SUCNR1 deficiency does not affect pro- and anti-inflammatory markers in adipose tissue derived from HFD-fed mice or cytokine production in response to succinate and/or LPS in vitro. In dendritic cells, previous studies showed that succinate acts in synergy with toll-like receptor (TLR) ligands to potentiate the production of proinflammatory cytokines, at least partly via SUCNR1 [
22]. Our results suggest that succinate does not have similar effects on (adipose tissue) macrophages. The improvement of the adipose tissue inflammatory trait in the absence of the SUCNR1, as evidenced by our microarray analysis, can therefore most likely be explained by other mechanisms, including a reduction in the absolute number of macrophages.
We show that
Sucnr1
−/− mice display enhanced glucose tolerance on HFD feeding, despite having body weight similar to WT mice. This enables the study of the role of SUCNR1 in obesity-induced inflammation and metabolic disturbances independent of changes in body weight or adipose tissue weight. A recent study showed that
Sucnr1
−/− mice have increased body weight, with concurrent hyperglycaemia and impaired glucose tolerance [
28], in contrast to our observations. Strikingly, the results of this group varied with the type and length of HFD feeding. Only a prolonged dietary HFD intervention of 20 weeks caused metabolic disturbances, while chow-fed
Sucnr1
−/− mice had reduced adipose tissue weight. Moreover, even HFD feeding for only 11 weeks reduced body weight and tended to improve glucose tolerance [
28]. The dichotomous effects of SUCNR1 on the development of obesity in their experiments could possibly result from the specific Cre model used to generate their
Sucnr1
−/− mouse or the different diets/intervention periods [
28]. The authors suggest that the glucose intolerance likely concurs with the increased white adipose tissue weight after prolonged HFD feeding. The improvement in glucose tolerance in
Sucnr1
−/− mice can be the result of improved insulin sensitivity and/or reduced insulin secretion, something we cannot distinguish using our data. In addition, as we used total
Sucnr1
−/− mice, we cannot distinguish the effects of SUCNR1 deficiency in individual cell types, such as adipocytes vs macrophages. Future studies are needed to disentangle these effects.

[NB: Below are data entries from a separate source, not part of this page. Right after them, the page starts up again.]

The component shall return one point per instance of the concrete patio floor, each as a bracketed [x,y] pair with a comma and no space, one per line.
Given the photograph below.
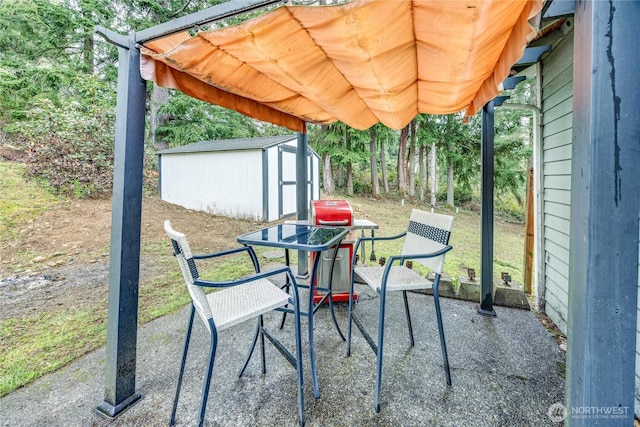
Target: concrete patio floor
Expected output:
[506,371]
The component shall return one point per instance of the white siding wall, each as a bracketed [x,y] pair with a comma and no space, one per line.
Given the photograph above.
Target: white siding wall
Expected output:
[233,187]
[557,108]
[273,183]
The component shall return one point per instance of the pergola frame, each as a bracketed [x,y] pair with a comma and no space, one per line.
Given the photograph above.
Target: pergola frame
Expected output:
[604,256]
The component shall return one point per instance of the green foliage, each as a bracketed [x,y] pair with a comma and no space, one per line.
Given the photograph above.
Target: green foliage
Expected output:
[71,146]
[192,120]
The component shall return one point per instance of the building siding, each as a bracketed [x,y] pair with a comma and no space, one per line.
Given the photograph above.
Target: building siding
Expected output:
[557,105]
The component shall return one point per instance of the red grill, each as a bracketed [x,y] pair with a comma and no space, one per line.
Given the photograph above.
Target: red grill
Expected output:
[334,213]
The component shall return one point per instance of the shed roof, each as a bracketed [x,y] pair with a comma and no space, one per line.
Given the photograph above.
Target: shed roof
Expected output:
[361,63]
[230,145]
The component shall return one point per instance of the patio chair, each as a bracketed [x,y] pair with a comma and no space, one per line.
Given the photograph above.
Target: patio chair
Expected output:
[426,242]
[236,301]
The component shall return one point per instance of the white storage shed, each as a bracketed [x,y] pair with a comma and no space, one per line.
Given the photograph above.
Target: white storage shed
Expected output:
[252,178]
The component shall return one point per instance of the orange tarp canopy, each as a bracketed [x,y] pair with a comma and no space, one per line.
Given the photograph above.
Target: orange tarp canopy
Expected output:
[361,62]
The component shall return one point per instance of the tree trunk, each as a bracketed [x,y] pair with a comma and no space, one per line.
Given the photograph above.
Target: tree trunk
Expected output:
[349,165]
[383,165]
[402,155]
[450,199]
[434,181]
[159,97]
[422,174]
[375,185]
[327,176]
[412,159]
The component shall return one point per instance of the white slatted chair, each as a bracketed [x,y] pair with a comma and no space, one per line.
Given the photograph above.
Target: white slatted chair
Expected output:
[237,301]
[426,241]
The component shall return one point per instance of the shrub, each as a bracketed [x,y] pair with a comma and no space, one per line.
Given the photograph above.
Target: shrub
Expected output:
[70,146]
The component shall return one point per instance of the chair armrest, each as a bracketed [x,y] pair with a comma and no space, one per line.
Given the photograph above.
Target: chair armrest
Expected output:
[402,258]
[373,239]
[246,279]
[249,249]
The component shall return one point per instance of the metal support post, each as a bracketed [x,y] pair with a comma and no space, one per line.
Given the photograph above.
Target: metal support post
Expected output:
[302,194]
[486,291]
[120,369]
[605,206]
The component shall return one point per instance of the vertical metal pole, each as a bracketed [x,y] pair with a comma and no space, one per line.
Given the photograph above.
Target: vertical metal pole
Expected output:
[120,370]
[486,291]
[605,205]
[302,196]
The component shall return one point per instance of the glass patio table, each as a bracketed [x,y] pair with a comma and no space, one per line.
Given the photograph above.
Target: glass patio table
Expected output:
[309,238]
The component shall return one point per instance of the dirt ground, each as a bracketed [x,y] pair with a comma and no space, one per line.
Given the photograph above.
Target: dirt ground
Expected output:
[62,257]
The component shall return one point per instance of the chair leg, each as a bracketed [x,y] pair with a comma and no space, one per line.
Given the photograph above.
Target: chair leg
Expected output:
[443,344]
[383,297]
[257,333]
[286,286]
[408,314]
[351,288]
[172,420]
[263,358]
[207,380]
[298,332]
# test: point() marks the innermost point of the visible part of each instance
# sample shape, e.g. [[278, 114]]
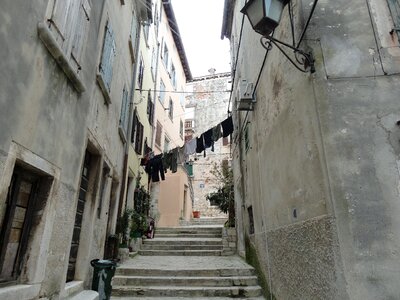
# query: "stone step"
[[184, 281], [179, 291], [198, 272], [191, 229], [188, 235], [186, 298], [180, 252], [183, 241], [177, 246], [85, 295]]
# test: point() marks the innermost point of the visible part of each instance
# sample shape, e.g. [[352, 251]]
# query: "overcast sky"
[[200, 23]]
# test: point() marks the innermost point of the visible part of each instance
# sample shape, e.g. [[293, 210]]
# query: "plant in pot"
[[123, 234]]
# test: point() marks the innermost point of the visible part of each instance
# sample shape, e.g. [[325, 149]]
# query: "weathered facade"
[[316, 162], [170, 198], [207, 106], [64, 106]]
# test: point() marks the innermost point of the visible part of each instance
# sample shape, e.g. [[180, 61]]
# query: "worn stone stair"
[[189, 277], [185, 266], [184, 241]]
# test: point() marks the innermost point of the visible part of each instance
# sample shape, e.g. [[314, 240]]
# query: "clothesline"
[[157, 165]]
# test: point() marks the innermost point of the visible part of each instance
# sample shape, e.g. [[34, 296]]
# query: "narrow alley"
[[209, 149]]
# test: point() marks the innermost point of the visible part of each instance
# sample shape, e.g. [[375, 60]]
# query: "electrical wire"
[[183, 92]]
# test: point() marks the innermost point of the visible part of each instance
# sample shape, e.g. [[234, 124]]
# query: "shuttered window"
[[134, 36], [394, 6], [81, 30], [150, 108], [141, 73], [107, 57], [123, 121], [171, 110], [162, 92], [158, 133]]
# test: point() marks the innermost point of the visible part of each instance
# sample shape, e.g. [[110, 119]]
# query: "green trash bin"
[[102, 275]]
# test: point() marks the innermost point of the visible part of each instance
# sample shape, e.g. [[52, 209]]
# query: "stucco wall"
[[322, 173]]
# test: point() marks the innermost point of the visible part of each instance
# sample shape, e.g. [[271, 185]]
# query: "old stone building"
[[207, 106], [67, 81], [316, 157], [170, 198]]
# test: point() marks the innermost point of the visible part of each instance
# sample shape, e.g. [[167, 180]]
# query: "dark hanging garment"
[[208, 141], [216, 133], [200, 144], [155, 168], [227, 127]]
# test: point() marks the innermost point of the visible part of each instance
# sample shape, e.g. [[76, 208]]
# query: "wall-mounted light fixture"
[[264, 17]]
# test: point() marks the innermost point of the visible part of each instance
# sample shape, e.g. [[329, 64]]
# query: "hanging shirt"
[[190, 147], [208, 141], [200, 144], [216, 133], [227, 127]]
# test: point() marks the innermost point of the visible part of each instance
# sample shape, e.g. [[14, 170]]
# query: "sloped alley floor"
[[162, 273]]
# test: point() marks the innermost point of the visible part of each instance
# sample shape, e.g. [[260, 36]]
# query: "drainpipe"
[[130, 123]]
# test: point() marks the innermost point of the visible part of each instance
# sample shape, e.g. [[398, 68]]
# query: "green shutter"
[[107, 57], [394, 6]]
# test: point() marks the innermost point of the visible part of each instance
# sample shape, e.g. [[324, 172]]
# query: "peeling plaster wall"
[[322, 171], [209, 109], [41, 111]]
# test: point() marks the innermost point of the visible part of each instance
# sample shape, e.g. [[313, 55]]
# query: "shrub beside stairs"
[[190, 262]]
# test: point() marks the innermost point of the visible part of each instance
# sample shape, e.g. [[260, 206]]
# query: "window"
[[171, 109], [153, 63], [182, 98], [133, 38], [139, 138], [173, 76], [81, 30], [123, 120], [150, 108], [140, 74], [67, 28], [158, 134], [107, 59], [165, 56], [166, 144], [188, 124], [162, 92], [251, 220], [394, 6]]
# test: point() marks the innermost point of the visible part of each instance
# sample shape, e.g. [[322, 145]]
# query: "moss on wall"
[[252, 259]]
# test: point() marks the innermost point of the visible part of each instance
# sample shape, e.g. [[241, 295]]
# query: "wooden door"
[[16, 225]]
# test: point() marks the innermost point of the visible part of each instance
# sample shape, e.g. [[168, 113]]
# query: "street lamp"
[[264, 17]]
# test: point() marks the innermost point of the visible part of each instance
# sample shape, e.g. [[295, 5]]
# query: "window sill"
[[122, 134], [103, 88], [61, 59]]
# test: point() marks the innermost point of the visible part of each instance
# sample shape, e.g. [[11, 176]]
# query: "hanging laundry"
[[155, 168], [170, 160], [182, 155], [208, 141], [190, 147], [216, 133], [227, 127], [200, 144]]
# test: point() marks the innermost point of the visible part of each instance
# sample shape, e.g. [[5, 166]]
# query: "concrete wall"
[[48, 124], [321, 173], [209, 110], [170, 126]]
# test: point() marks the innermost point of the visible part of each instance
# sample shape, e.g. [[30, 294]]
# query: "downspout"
[[130, 122]]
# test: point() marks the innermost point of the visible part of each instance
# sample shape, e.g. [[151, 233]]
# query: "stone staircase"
[[186, 241], [185, 263]]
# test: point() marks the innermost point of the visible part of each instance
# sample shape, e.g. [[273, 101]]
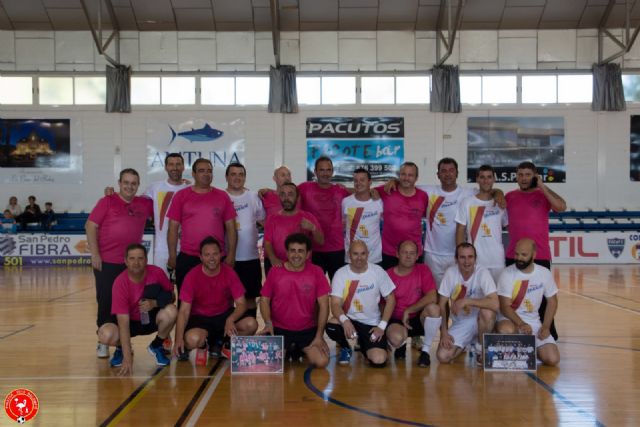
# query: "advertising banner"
[[221, 142], [504, 142], [43, 249], [373, 143], [39, 151]]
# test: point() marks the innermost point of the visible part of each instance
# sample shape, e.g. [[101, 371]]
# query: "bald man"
[[520, 289]]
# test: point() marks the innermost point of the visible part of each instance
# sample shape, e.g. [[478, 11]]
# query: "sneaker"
[[424, 360], [116, 360], [102, 351], [345, 356], [401, 352], [158, 354]]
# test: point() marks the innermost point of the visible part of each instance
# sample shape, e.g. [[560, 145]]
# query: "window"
[[145, 90], [56, 90], [16, 90], [252, 90], [539, 89], [377, 90], [338, 90], [412, 90], [217, 90]]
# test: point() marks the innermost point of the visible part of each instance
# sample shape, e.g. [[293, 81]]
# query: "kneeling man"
[[142, 299], [474, 303], [520, 288]]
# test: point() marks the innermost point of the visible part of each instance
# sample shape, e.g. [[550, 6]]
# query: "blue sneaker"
[[345, 356], [158, 354], [116, 360]]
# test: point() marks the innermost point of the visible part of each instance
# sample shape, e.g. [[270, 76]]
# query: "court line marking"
[[197, 394], [565, 400], [133, 398], [17, 332], [207, 396], [598, 300], [327, 398]]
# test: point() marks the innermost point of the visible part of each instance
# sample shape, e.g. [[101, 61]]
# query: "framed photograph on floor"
[[257, 355]]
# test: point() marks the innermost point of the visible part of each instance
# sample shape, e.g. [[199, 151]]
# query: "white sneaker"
[[102, 351]]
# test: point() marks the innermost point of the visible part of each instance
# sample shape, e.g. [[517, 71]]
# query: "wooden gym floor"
[[47, 344]]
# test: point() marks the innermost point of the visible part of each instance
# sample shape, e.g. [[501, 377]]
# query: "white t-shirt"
[[249, 210], [479, 285], [484, 232], [440, 236], [371, 284], [362, 220], [539, 282], [161, 192]]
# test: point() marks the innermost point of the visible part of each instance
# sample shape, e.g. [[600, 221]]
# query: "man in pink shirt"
[[288, 221], [207, 296], [295, 303], [197, 212], [528, 211], [416, 313], [403, 213], [142, 303], [115, 222], [324, 200]]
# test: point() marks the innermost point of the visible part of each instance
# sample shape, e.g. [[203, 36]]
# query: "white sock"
[[431, 326]]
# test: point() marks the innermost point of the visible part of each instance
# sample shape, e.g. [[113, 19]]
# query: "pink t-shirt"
[[278, 227], [293, 296], [528, 214], [402, 219], [201, 215], [119, 225], [326, 205], [126, 294], [211, 296], [410, 288]]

Overall, our results have identified succinate and its receptor as a driver of obesity-induced inflammation and an important contributor to the migration of macrophages into adipose tissue, leading to the systemic glucose intolerance in obesity-induced type 2 diabetes. As such, our data put forward SUCNR1 as a promising therapeutic target to combat obesity-induced diabetes.